L’aptitude, la motivation, l’attitude la personnalité, le style d’apprentissage, la spécialisation des hémisphères, et les stratégies d’apprentissage ce sont des composants qui interviennent directement dans les résultats de l’apprentissage.

2.2.4. Bilinguisme et acquisition des langues

Un bilingue qui a appris une langue dans sa petite enfance et une autre comme langue étrangère s’est d’abord construit un système, plus ou moins (in)complet, suivant le moment où intervient l’acquisition de la seconde langue. Par la suite, il se construit un autre système et, quand il change de langue, il n’active pas des modules à l’intérieur d’un système unique, mais passe d’un système à un autre. Si l’une de ces langues est dominante, toute une partie du traitement linguistique s’effectuera toujours dans l’une des langues, et la seconde sera activée seulement aux niveaux superficiels de la production ou de la compréhension.

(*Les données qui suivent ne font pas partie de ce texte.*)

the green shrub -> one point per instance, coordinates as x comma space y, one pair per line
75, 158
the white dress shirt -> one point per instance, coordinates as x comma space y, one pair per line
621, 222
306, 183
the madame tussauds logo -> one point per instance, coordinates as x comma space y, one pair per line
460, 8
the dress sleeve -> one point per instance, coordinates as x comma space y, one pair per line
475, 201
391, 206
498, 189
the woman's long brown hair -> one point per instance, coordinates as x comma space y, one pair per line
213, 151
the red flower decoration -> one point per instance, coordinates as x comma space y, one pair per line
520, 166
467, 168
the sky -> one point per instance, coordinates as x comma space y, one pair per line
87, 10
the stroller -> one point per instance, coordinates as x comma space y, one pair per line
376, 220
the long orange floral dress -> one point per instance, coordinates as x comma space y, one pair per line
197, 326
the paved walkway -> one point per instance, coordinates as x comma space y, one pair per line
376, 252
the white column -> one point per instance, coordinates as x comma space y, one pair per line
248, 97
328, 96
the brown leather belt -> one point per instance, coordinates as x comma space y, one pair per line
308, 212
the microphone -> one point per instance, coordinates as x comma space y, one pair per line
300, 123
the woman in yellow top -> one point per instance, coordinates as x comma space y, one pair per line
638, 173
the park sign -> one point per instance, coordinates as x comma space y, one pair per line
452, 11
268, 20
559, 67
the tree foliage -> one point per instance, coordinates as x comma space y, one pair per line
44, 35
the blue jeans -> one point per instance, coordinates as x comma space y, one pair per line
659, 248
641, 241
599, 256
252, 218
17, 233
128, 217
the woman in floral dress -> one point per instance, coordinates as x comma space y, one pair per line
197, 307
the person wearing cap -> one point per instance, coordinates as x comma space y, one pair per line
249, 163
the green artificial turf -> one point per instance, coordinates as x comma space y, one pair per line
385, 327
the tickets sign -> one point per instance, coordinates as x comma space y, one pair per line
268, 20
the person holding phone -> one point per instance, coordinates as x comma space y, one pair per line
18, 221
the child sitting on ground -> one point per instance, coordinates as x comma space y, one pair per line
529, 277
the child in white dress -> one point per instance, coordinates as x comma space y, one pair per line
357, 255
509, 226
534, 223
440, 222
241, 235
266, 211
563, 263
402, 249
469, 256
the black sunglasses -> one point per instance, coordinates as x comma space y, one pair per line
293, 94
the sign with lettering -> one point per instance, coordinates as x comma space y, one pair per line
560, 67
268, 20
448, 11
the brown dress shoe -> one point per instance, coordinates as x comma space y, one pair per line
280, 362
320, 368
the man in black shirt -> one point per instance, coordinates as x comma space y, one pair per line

Les études récentes démontrent que la maîtrise d’une seconde langue produit des différences seulement si l’enfant est testé dans cette langue. Rien ne prouve que les enfants bilingues diffèrent des enfants monolingues dans leur développement.

2.3. Ressemblances et différences entre l’acquisition de la LM et l’apprentissage d’une langue étrangère

Il n’existe aucune séparation nette entre l’acquisition de la L1 et l’acquisition de la L2, car la L2 peut intervenir alors que la L1 est encore en cours.

Quelques ressemblances sont en rapport avec ce que l’on nomme « le développement interlingual », qui se caractérise par 2 étapes :

1. On produit graduellement des mots, puis des phrases toutes faites.

2. On produit des phrases composées d’un sujet, un verbe et un complément, avant d’apparaître la phase morphosyntaxique.

Le fait que le processus mental soit subconscient est un autre point en commun. Le cerveau organise l’input qu’il a reçu et l’intègre aux mécanismes de la parole de façon subconsciente.

Les différences de rythme entre les individus, le nombre plus ou moins important d’erreurs commises, se manifestent également dans l’acquisition de la LM et de la L2.

Quelle que soit sa compétence communicative à un moment donné, l’apprenant est confronté en permanence à deux tâches :

1. Il doit utiliser son répertoire de production et compréhension de façon optimale : la tâche de communiquer

2. Il doit adapter progressivement ce répertoire à la langue cible, c’est-à-dire, à la façon dont son entourage social se comporte du point de vue linguistique : la tâche d’apprendre.

Pour l’apprenant, l’important est de comprendre et de se faire comprendre, et tous les moyens lui sont bons. Ce qui a deux conséquences: d’abord, il est intéressé avant tout par le succès de la communication, et non par l’exactitude formelle de sa langue, contrairement à ce qui se passe dans l’enseignement de la LE ; ensuite, il réfléchit moins sur la langue, ses formes et ses règles.

Les différences entre l’acquisition de la langue maternelle et la langue seconde sont en rapport avec l’âge, postérieur pour la langue étrangère, et le transfert, qui se fait plutôt dans le sens de la L2 à la L1 que vice-versa.

3. CONCLUSION

D’après le Projet d’application du curriculum de l’Enseignement Primaire en Andalousie, «  C’est primordial pour l’acquisition de la compétence linguistique, aussi bien de la langue étrangère que de la langue maternelle, le développement de la capacité de lecture et la maîtrise de l’écriture ». Elles doivent se travailler de façon simultanée et coordonnée dans les deux ou les trois langues à apprendre.

Dans l’enseignement primaire, il vaut mieux de présenter tout d’abord la langue orale à la forme écrite, pour éviter les interférences entre la relation son-graphie, ce qui centrera l’apprentissage dans la compréhension de la langue.

Les professeurs des écoles devront mettre en pratique toutes les stratégies possibles pour améliorer la compétence communicative des apprenants. Le travail par tâches ou la participation dans des projets inter linguistiques, même plurilinguistiques, contribueront a une acquisition plus rapide et efficace de cette compétence.

La linguistique appliquée est indispensable pour former un professeur de FLE. Elle le dote d’un bagage théorique et pratique lui rendant bien des services en classe. Car c’est une linguistique de terrain, qui se frotte aux difficultés et aux réussites concrètes se vivant en classe et en direct.